But I think the conflict may be very difficult to resolve, for reasons that are philosophically interesting – they get to the heart of important questions in political theory. What follows are my layman’s reflections on the issue, not the views of an expert on Thai politics, and I may have some details wrong; but the issues seem big enough to merit posting on here regardless.

What is fundamentally at stake in Thailand, it seems to me, is the question of populism vs. technocracy – a debate that animates almost every modern democratic system in some respect, though it’s often unacknowledged as such, lost between the more common oppositions of “left” and “right” (or even “libertarian” and “communitarian”).

The Red Shirts, whose protests were the occasion for the most recent round of protest, are fundamentally populist. To them what matters is that the people be represented, that their choices be respected, that the system be genuinely democratic. (No doubt some of them are just in it for the money – Thaksin is using his riches to fund much of the support for him – but it seems highly implausible to me The Yellow Shirts, who set off the previous round, are technocrats – their concern is that government govern well. The two sides have come to an impasse over one man: Thaksin Shinawatra, the former prime minister elected in a landslide and then ousted in a military coup.

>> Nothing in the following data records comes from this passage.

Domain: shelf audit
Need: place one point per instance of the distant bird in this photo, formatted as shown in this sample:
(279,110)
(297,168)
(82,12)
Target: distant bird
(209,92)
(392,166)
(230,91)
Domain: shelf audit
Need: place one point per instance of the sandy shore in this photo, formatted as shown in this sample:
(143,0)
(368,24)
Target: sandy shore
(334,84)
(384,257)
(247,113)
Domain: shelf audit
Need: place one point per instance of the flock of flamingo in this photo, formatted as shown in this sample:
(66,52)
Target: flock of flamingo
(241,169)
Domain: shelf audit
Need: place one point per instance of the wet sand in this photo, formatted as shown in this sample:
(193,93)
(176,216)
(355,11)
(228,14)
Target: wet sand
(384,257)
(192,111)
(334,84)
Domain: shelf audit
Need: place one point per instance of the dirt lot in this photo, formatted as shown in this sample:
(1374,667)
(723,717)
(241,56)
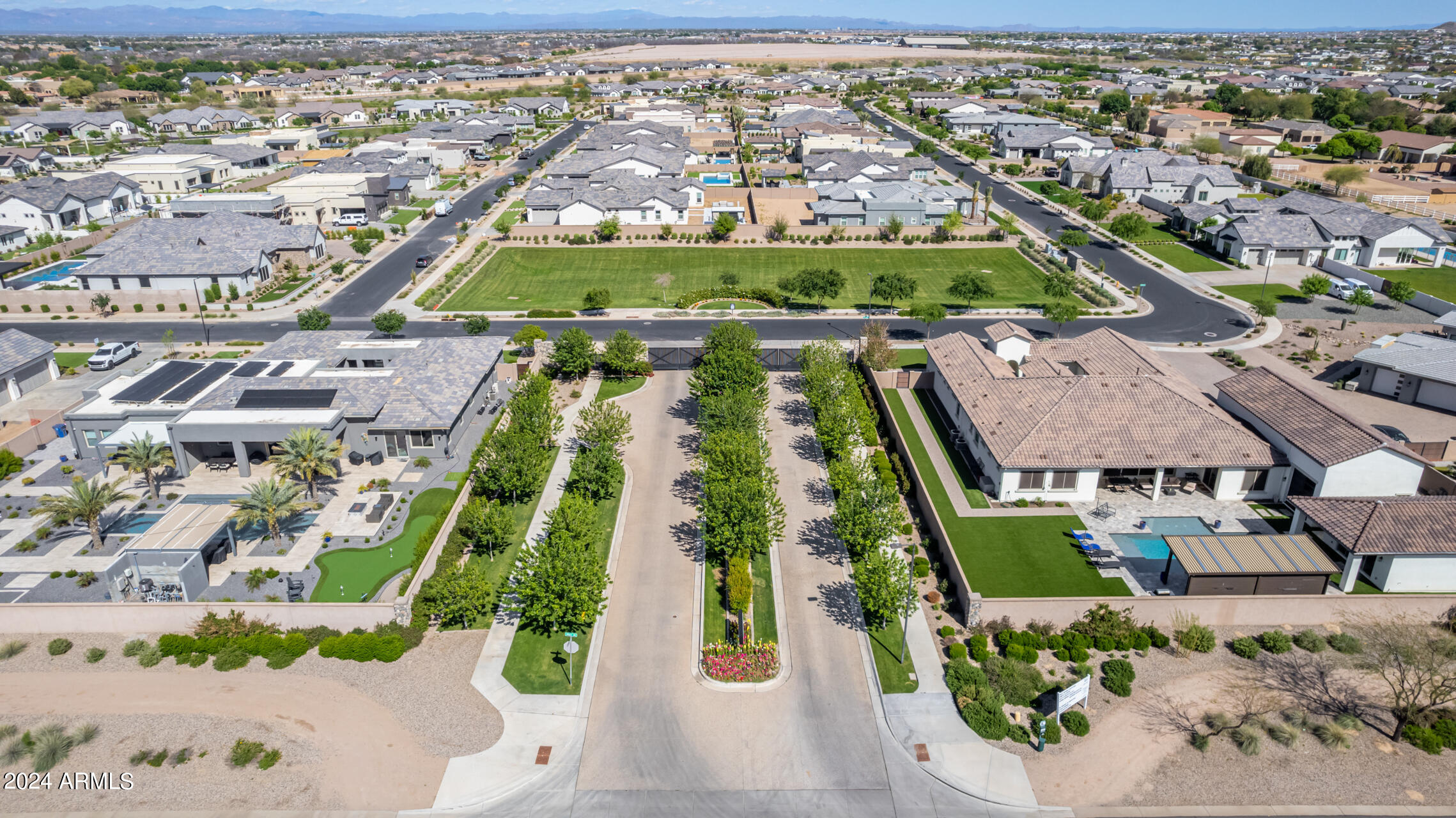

As I understand it, it’s hard to dispute that Thaksin’s government was corrupt to the core, enriching Thaksin’s own pockets at the country’s expense, in a way that could have brought the country to ruin. Reaction of the Bangkok businesspeople went beyond anger to panic: if Thaksin kept up, would Thailand start looking like Laos, as impoverished as it was 50 years ago? And yet Thaksin was elected, never lost an election, and would very likely win another one if it was actually held. Nobody, as far as I know, suspects that Thaksin’s corruption went as far as systematic vote-rigging. He is the people’s choice. Why? He put in many reforms that benefitted the poor north and northeast of the country; those might not have been economically sustainable in the long term (as the yellow shirts fear), but in the short term they worked wonders, and the Thais love him for them.

The Yellow Shirt movement against Thaksin seems to me, at its heart, utilitarian: the idea is to bring about the best overall consequences for the greatest number in the long run. If to accomplish this you need a military coup to topple a democratically elected leader, more power to you. (There is a very strong historical connection between philosophical utilitarianism and economics, the technocratic discipline par excellence.) The Red Shirts, on the other hand, are fighting for popular sovereignty: for the right of the people to collectively decide their own fate, even if it turns out it’s a bad one.

The Yellow Shirts embody the ideal of technocracy, the Red Shirts of populism. And this is a battle that plays out elsewhere as well, cutting across left-right lines. Hugo Chávez and Pat Buchanan are both populists, Manmohan Singh and Angela Merkel both technocrats. Technocrats set what appears to be the “centre,” and yet the populists on either “fringe” can sometimes find more to agree on with each other than with those centrists.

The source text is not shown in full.